Add to this that, by its own admission, F-Secure has won all Tier 1 competitive tenders over the last two years. Does that speak to the excellence and correct positioning of F-Secure’s product, or something else…?
On the other hand, we aren’t buying a PE30 quality company with strong moats—at least not yet.
In the latest interview, it did sound good that if partners demand extremely high operational reliability for services, that could become a small competitive advantage in the long run if, and when, F-Secure has the capabilities and track record to deliver on it.
PS. Was there any more detail in the webcast about the collection issues related to cash flow? That sentence in the earnings report sounded rather strange, even though Atte quickly glossed over it in the results live stream.
The global telecommunications services market seems to be in a state of transition. Traditionally, telecom operators were effectively monopolies, and I can still see traces of that culture in these companies.

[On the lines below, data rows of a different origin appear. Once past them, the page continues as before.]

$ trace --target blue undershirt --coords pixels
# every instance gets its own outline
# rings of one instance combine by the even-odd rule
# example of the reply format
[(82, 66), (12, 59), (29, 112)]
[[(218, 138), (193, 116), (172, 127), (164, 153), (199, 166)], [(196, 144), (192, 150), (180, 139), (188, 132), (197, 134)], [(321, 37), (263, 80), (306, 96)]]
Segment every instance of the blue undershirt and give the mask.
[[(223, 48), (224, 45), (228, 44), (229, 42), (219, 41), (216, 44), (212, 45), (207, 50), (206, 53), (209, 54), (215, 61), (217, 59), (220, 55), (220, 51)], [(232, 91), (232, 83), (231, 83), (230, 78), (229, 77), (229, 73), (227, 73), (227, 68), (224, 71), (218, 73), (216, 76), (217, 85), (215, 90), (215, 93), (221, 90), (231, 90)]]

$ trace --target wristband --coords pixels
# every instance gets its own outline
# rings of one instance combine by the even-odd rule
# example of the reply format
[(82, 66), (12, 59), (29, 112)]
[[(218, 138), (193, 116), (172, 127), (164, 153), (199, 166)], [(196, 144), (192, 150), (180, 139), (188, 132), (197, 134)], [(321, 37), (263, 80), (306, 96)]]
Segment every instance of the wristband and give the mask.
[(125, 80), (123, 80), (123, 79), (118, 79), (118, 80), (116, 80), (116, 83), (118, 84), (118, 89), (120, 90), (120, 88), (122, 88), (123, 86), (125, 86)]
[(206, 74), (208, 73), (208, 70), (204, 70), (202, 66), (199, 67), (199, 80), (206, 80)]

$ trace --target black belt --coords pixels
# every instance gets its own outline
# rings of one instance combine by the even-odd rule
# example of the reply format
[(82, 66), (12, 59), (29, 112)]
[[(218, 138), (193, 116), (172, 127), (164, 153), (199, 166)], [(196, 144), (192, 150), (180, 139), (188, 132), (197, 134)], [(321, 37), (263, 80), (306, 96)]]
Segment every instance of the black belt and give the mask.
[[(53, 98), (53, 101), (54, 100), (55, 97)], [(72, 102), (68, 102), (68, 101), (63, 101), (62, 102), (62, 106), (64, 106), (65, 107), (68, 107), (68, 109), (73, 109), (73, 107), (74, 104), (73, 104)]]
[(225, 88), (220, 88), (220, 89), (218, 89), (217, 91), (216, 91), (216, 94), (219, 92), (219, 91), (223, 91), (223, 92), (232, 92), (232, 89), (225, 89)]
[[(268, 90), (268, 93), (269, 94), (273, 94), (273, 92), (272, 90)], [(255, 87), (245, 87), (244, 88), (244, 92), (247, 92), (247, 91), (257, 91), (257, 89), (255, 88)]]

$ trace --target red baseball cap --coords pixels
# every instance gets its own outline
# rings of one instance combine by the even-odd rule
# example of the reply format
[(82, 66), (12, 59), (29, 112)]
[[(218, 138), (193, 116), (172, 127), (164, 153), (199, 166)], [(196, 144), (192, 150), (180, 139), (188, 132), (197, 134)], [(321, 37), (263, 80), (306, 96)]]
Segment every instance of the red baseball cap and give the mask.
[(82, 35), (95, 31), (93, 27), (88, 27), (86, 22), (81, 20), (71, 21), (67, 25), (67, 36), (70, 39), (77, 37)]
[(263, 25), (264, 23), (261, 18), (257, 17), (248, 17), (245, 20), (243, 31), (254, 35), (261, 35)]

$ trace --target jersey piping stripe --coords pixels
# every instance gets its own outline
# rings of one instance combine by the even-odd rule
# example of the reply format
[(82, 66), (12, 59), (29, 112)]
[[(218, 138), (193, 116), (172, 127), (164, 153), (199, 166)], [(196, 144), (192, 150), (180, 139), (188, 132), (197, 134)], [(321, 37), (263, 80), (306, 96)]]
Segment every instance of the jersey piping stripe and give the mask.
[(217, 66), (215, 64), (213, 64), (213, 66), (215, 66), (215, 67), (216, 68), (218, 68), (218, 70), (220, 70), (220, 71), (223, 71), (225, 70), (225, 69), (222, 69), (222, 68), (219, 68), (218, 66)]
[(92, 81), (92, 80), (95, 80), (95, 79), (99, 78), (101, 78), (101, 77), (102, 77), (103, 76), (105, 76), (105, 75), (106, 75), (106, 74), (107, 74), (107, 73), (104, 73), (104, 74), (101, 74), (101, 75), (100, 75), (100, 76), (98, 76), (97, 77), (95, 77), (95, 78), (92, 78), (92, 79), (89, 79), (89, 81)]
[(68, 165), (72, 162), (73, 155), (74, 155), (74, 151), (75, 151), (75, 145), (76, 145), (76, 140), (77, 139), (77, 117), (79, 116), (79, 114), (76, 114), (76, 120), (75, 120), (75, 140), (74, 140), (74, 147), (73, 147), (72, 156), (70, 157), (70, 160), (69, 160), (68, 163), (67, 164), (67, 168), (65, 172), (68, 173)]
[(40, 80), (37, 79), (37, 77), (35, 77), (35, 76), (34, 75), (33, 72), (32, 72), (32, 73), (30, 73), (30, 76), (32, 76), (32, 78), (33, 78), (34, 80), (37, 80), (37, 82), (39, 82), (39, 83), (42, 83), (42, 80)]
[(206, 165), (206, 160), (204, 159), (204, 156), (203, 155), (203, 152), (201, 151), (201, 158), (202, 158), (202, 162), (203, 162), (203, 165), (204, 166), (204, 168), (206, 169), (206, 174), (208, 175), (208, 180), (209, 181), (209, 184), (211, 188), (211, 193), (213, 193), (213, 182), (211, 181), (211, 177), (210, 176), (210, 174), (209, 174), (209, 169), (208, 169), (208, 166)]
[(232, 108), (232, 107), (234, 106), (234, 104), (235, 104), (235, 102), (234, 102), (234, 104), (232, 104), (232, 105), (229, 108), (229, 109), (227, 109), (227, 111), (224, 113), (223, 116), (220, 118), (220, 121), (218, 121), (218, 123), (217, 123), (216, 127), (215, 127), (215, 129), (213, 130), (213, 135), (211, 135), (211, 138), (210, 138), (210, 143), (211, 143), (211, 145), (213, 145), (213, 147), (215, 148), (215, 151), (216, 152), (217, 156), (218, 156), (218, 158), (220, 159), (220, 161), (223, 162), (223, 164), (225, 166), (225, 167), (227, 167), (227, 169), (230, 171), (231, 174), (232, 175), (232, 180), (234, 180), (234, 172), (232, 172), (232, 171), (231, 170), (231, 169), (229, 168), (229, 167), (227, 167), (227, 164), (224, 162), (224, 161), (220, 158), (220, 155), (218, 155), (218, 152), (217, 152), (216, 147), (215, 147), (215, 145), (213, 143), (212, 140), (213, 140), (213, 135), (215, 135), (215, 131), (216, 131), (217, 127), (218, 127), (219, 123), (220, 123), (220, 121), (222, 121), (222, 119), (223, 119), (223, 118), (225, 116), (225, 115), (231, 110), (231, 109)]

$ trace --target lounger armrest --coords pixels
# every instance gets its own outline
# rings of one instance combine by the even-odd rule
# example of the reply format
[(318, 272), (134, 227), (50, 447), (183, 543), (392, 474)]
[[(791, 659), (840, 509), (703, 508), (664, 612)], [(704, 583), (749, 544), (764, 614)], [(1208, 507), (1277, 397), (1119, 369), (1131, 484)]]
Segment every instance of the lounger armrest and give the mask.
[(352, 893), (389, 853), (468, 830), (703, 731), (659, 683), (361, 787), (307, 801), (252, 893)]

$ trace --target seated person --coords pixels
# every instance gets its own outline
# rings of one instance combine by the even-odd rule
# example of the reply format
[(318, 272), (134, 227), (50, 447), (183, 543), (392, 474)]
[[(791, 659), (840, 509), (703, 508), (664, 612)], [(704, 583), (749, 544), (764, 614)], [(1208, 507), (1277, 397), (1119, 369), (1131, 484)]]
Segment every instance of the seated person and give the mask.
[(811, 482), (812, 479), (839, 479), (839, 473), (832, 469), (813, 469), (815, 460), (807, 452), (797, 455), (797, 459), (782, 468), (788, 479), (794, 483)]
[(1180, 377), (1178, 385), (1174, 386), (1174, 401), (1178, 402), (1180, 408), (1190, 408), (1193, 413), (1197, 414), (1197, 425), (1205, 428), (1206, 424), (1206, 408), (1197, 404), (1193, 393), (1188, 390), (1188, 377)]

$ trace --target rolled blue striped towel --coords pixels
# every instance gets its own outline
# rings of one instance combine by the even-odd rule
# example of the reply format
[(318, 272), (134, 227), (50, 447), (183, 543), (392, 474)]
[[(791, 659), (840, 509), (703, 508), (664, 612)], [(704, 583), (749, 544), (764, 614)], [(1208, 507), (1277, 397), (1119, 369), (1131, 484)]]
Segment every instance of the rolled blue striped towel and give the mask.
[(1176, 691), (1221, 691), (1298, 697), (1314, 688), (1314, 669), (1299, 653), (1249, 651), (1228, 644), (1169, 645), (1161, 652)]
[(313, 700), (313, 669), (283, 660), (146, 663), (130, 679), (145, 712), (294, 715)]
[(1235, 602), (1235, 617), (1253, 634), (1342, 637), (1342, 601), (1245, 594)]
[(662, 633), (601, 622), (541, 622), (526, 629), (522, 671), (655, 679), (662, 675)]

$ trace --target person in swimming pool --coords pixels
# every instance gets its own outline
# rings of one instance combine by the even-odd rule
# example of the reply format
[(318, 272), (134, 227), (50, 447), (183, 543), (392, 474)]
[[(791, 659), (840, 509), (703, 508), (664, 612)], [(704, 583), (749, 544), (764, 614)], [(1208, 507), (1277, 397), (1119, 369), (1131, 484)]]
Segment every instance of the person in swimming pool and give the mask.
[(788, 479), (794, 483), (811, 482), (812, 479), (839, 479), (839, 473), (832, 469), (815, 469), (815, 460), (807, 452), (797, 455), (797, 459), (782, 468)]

The internet and mobile phones have brought such massive upheavals to these markets over the last 20 years that these companies have partly lost their previous business to technology companies, while on the other hand, customers have been able to shop around for prices more effectively. At the same time, companies have had to make significant investments just to stay in the game. In other words, it hasn’t been an easy equation for them.
Now, I think we can see that at least some of these companies are better understanding how they need to operate in the market to succeed, and bundled services for consumers are one potential way to create a better future for the companies (on one hand, to increase average revenue per user (ARPU), and on the other, to improve customer retention).
Today, I was interested in looking at, for example, Verizon’s 2025 report and, on the other hand, reading the transcript of their Q1/26 earnings call. That analysis of a single company contains many references to the challenges this market has previously driven itself into. The Q&A section had some quite interesting examples illustrating the massive mindset shifts these companies have had to undergo in their operations. The most essential point is that a secure and reliable connection to data networks is clearly becoming the core of the services sold to consumers, which is exactly the core of F-Secure’s strategy. I intend to continue this research for other Tier 1 operators and plan to return to this theme later.
In short, I understand the concern, and I do not want to downplay the risks, but my own ongoing research into the topic has confirmed rather than weakened my faith in F-Secure and its chosen strategy.
And as for the partners’ motivation, etc., based on my own personal experience, these are always tricky things. There can simply be too many different competing projects (within the customer organization—and these can be completely unrelated to, say, cybersecurity in this case), and internal arrangements, especially in a clearly larger organization, can take a surprisingly long time. For example, in Verizon’s case, they talked a lot about developing customer segmentation, which also ties up their IT resources (they have other development needs as well), and that segmentation, in turn, is very much related to what kind of packages are offered.